The social groups with new information needs are particularly exemplified by industrial organisations. Industrial libraries began to be formed from the 1870’s on, particularly in chemical firms, associated with research laboratories, and these continued to grow in number during the early twentieth century. In 1887, the first national research institute was set up in Germany in 1887 (the Physikalische Technische Reichanstalt), followed in 1911 by the Kaiser Wilhelm Gesellschaft with associated research establishments. In 1916 there was formed in the UK the Department of Scientific and Industrial Research, with associated industrial research associations. In the USA a National Research Council was set up in 1916..
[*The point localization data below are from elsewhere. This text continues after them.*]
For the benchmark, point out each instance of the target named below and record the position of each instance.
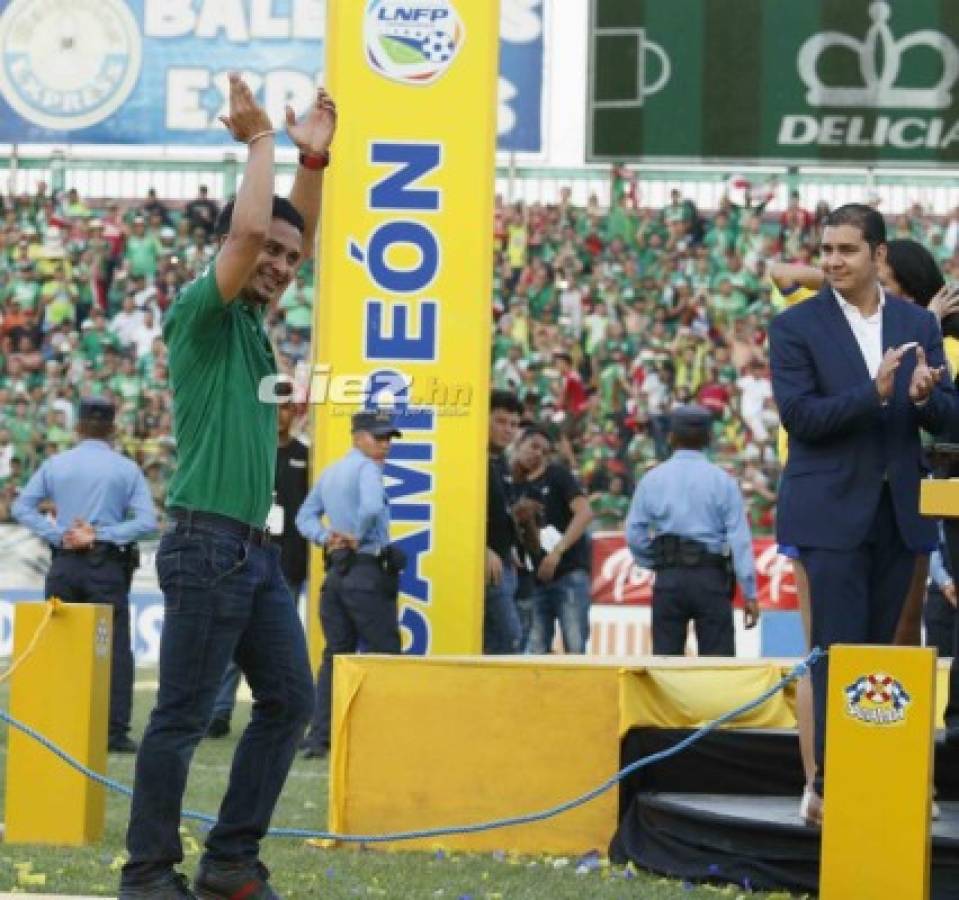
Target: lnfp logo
(413, 43)
(877, 699)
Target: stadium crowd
(604, 320)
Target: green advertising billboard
(774, 80)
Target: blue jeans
(223, 599)
(502, 631)
(225, 701)
(565, 600)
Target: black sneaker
(216, 880)
(169, 886)
(122, 744)
(219, 727)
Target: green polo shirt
(226, 438)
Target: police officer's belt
(189, 518)
(670, 551)
(104, 548)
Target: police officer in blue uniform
(358, 600)
(103, 506)
(687, 521)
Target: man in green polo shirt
(224, 593)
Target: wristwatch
(317, 162)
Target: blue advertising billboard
(155, 71)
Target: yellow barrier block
(424, 742)
(879, 750)
(939, 497)
(62, 691)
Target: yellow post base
(62, 691)
(879, 747)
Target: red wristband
(316, 163)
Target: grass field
(302, 871)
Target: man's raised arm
(253, 209)
(312, 136)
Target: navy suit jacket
(843, 442)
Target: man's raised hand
(886, 376)
(247, 119)
(313, 134)
(924, 378)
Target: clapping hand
(314, 132)
(337, 540)
(247, 118)
(924, 378)
(886, 376)
(946, 302)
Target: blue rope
(796, 673)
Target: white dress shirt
(867, 330)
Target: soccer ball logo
(413, 43)
(438, 47)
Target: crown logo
(880, 47)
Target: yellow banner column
(879, 751)
(62, 690)
(404, 311)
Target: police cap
(379, 424)
(96, 409)
(690, 421)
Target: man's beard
(255, 298)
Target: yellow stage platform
(423, 742)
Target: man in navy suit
(856, 374)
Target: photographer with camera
(358, 600)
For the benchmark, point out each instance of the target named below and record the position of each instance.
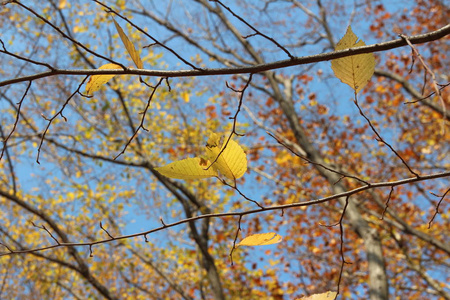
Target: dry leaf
(96, 81)
(355, 70)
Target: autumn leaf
(324, 296)
(96, 81)
(129, 46)
(355, 70)
(261, 239)
(232, 162)
(189, 168)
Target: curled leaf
(324, 296)
(189, 168)
(129, 46)
(232, 162)
(355, 70)
(96, 81)
(260, 239)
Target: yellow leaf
(232, 162)
(261, 239)
(323, 296)
(129, 46)
(96, 81)
(355, 70)
(189, 168)
(62, 4)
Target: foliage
(344, 192)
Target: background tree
(357, 189)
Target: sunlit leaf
(129, 46)
(232, 162)
(260, 239)
(355, 70)
(189, 168)
(323, 296)
(96, 81)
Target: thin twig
(141, 125)
(257, 32)
(17, 119)
(341, 249)
(387, 203)
(234, 118)
(258, 68)
(235, 239)
(433, 77)
(343, 175)
(228, 214)
(54, 117)
(437, 208)
(380, 139)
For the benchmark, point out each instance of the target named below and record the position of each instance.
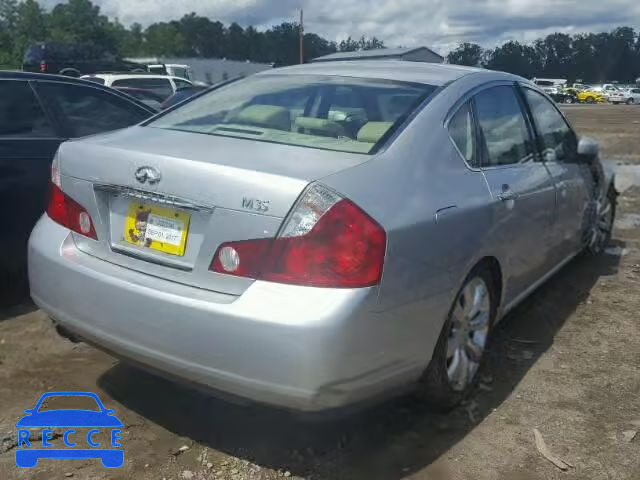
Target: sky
(439, 24)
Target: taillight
(67, 212)
(328, 241)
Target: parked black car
(37, 113)
(74, 60)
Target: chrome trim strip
(155, 197)
(516, 301)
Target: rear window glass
(334, 113)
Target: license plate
(158, 228)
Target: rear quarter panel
(428, 255)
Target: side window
(161, 86)
(462, 132)
(505, 133)
(20, 112)
(559, 143)
(89, 110)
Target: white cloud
(436, 23)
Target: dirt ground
(566, 362)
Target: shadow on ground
(390, 441)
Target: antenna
(301, 36)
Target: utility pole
(301, 37)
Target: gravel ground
(565, 362)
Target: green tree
(316, 46)
(515, 57)
(30, 27)
(8, 15)
(237, 47)
(80, 21)
(469, 54)
(166, 38)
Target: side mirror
(588, 148)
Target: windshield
(334, 113)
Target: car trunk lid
(162, 201)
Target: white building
(210, 70)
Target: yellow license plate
(159, 228)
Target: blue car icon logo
(29, 452)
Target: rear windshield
(34, 54)
(334, 113)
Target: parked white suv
(171, 69)
(628, 96)
(162, 85)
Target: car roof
(47, 77)
(419, 72)
(19, 75)
(120, 76)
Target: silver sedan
(315, 236)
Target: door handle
(507, 194)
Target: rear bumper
(302, 348)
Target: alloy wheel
(470, 322)
(603, 225)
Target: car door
(522, 189)
(85, 110)
(28, 142)
(558, 146)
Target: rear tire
(444, 383)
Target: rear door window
(21, 115)
(504, 129)
(87, 110)
(161, 86)
(463, 134)
(181, 83)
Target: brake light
(328, 241)
(67, 212)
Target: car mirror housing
(588, 148)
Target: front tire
(461, 347)
(602, 226)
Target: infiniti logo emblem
(148, 175)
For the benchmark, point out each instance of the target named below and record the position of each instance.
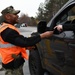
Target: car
(24, 25)
(54, 55)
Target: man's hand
(46, 34)
(59, 27)
(30, 48)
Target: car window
(68, 16)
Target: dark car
(55, 55)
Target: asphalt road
(26, 31)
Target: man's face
(11, 18)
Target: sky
(29, 7)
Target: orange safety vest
(7, 49)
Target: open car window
(68, 18)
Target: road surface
(26, 31)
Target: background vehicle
(55, 55)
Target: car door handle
(72, 45)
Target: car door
(63, 45)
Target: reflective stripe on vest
(7, 49)
(6, 45)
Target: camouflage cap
(10, 10)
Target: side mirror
(41, 27)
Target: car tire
(35, 66)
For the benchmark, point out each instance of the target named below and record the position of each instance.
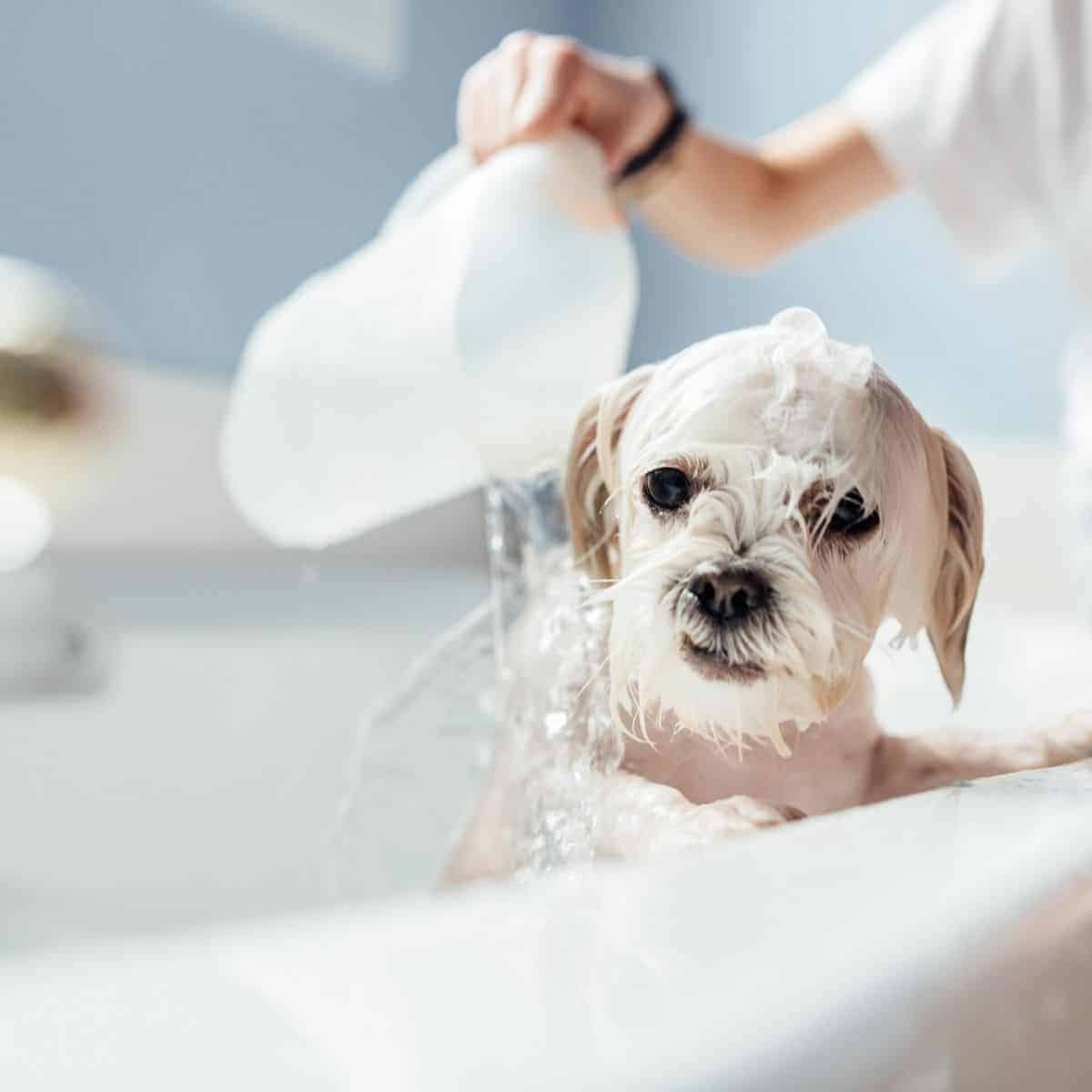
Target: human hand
(534, 86)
Within such organisations there began to develop a more active kind of information service, which in turn led to the formation of the US Special Libraries Association in 1909 and the UK Association of Special Libraries and Information Bureaux in 1924. Paul Otlet produced a voluminous Traité de documentation in 1934.  An active interest in new forms of information provision developed.

Up to this point, the act of information search had always been carried out humanly (inappropriately called “manually”), by scanning catalogues or indexes, or browsing through document collections. The first clumsy steps to mechanise some aspects of the search came in the form of manipulating various kinds of cards with holes punched in them to represent either topics or documents . This required the establishment of codes associating the location of each hole with a meaning. Machine manipulation of punched cards had been invented by Joseph Jacquard in 1805 as a means of instructing a loom in the weaving of patterns in textiles. In 1890 Herman Hollerith used punched cards to analyse the results of the US census. Sorting devices permitted a sought-for combination of codes to be electromechanically selected. In due course, enterprising information practitioners started to use them to search coded catalogues and bibliographies.

Apart from mechanisation experiments, the period up to mid-century saw the beginnings of areas of study that have become important in information science.

3.2.1 Analysis of the”subject”

Semantic analysis of the nature of subjects became a matter of concern. Earlier, subjects had been expressed in natural language, as single terms (“economics”), compound terms (“solar system”, “death penalty”) or phrases (“fertilisation of flowers”, “ancients and moderns”). The only semantic relations explicitly taken into account were synonyms, homonyms (multi-meaning terms), the generic or class relation, and the non-specific see also relation.  Now, explorations began of the semantic structure of a subject statement. For example, the industrial librarian Julius Kaiser in 1911 published an indexing system used in his library, in which he regarded  each subject entry  as a composite of a “concrete” term, a “process” term, and a “location” term. “Concretes” were material or mental entities (silk, hardware, land, river, theory, equation) ; “processes” were actions and behaviours; “locations” were geographic or topographic places. Examples of composite subjects were wool-scouring, Brazil-education, nitrate-Chile-trade. The terms used as concretes, processes or locations could themselves be compound, e.g. cotton wool, dry cleaning, United States.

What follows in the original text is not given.